RAC data shows diesel rose 2.7p a litre at forecourts last month, making it the most expensive July to fill up since 2014.
And petrol prices have risen for nine months running now, following last month’s 3.4p increase per litre; it was the most expensive July to fill up with petrol since 2013.
It’s not a great picture going forwards either, as demand for oil increases on the back of growing confidence in a global recovery from the pandemic – buoyed by progress in worldwide vaccination programmes and increases in travel and other commercial activity.
As a result, while there was little overall change in the oil price from the start to the end of July, it did nearly touch the $80 a barrel mark near the beginning of the month.
RAC fuel spokesman Simon Williams said: “Right now it’s hard to see what it will take for prices to start falling again. While we’re not past the pandemic by any means, demand for oil is likely to continue to increase as economic activity picks up again, and this is likely to have the effect of pushing up wholesale fuel prices; costs which retailers are bound to pass on at the pumps. Unless major oil-producing nations decide a new strategy to increase output, we could very well see forecourt prices going even higher towards the end of the summer.
“If there is any good news at all, it is that prices would need to rise significantly further – by a further 3p – to reach the highest prices we saw in 2013. But that’s no comfort for the millions of drivers who are faced with paying so much more for fuel than they have done in many years.”

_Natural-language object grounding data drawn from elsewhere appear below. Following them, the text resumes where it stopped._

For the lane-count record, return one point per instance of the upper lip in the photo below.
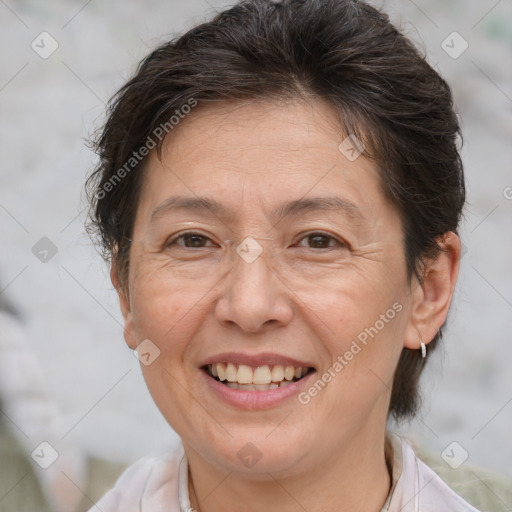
(255, 360)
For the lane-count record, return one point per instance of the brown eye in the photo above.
(190, 240)
(320, 240)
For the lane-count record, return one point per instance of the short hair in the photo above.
(343, 51)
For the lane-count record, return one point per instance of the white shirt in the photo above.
(160, 484)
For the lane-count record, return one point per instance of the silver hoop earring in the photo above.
(423, 349)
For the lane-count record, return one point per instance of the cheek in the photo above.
(166, 309)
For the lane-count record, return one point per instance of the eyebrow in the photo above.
(210, 207)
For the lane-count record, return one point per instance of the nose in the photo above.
(254, 298)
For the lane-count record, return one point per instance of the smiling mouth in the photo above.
(261, 378)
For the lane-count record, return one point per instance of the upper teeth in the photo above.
(243, 374)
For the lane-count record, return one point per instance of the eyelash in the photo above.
(172, 241)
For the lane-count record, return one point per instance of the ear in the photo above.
(432, 298)
(124, 302)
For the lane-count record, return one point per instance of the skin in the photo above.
(300, 298)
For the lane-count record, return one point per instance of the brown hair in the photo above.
(343, 51)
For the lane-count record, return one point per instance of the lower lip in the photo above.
(256, 399)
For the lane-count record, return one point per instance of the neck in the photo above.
(355, 479)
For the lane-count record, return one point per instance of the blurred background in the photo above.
(60, 63)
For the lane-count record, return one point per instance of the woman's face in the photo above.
(296, 260)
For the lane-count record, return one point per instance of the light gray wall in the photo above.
(47, 107)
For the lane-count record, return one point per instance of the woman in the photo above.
(279, 192)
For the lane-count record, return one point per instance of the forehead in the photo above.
(265, 154)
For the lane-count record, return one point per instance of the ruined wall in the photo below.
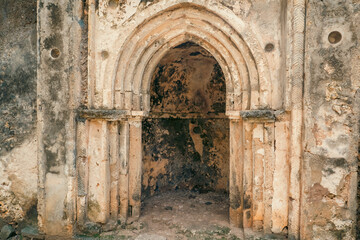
(186, 138)
(331, 119)
(18, 63)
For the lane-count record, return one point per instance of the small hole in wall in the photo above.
(269, 47)
(104, 54)
(334, 37)
(55, 53)
(113, 3)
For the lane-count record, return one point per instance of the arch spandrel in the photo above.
(248, 79)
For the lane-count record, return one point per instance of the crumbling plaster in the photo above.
(308, 146)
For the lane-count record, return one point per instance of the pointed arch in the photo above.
(246, 74)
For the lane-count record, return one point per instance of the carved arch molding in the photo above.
(106, 171)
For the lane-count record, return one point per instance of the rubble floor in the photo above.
(181, 214)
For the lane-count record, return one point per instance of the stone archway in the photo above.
(118, 180)
(100, 177)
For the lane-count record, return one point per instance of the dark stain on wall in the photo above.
(17, 72)
(186, 138)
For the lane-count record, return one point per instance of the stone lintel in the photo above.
(258, 115)
(109, 114)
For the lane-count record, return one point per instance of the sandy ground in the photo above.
(183, 215)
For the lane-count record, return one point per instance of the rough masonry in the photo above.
(99, 97)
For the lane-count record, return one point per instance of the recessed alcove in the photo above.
(185, 138)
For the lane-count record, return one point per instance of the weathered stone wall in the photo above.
(184, 148)
(268, 36)
(331, 120)
(18, 64)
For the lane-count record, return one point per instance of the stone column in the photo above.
(236, 173)
(124, 170)
(135, 165)
(99, 172)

Supermarkets remain the cheapest place to buy fuel in the UK; the price of a litre of petrol is around 3p cheaper compared to the average (132.34p compared to 135.13p) and more than 16p less than at motorway service areas (132.34p compared to 148.78p).
The RAC also said that for drivers planning to change their vehicles in the coming months, now would be a good time to start considering an electric model, where running costs are considerably lower.
Alfonso Martinez, managing director of LeasePlan UK, also urged drivers and businesses to see this as a call to action, rather than as a source of frustration.
“Drivers and fleet-operating businesses need to pay close attention to the rising cost of petrol and diesel, as this will likely continue as economic activity picks up. Rather than simply shrugging this off in an act of resignation, they should see this as a call to action. Electric vehicles present a viable solution to the rising cost of fuel, with the cost to charge a typical mid-size model around 2.27p per mile – which equates to around £9 a month if you were to commute 20 miles a day for work. We’ve now at a point where switching to an EV is both a benefit for the environment and your wallet.”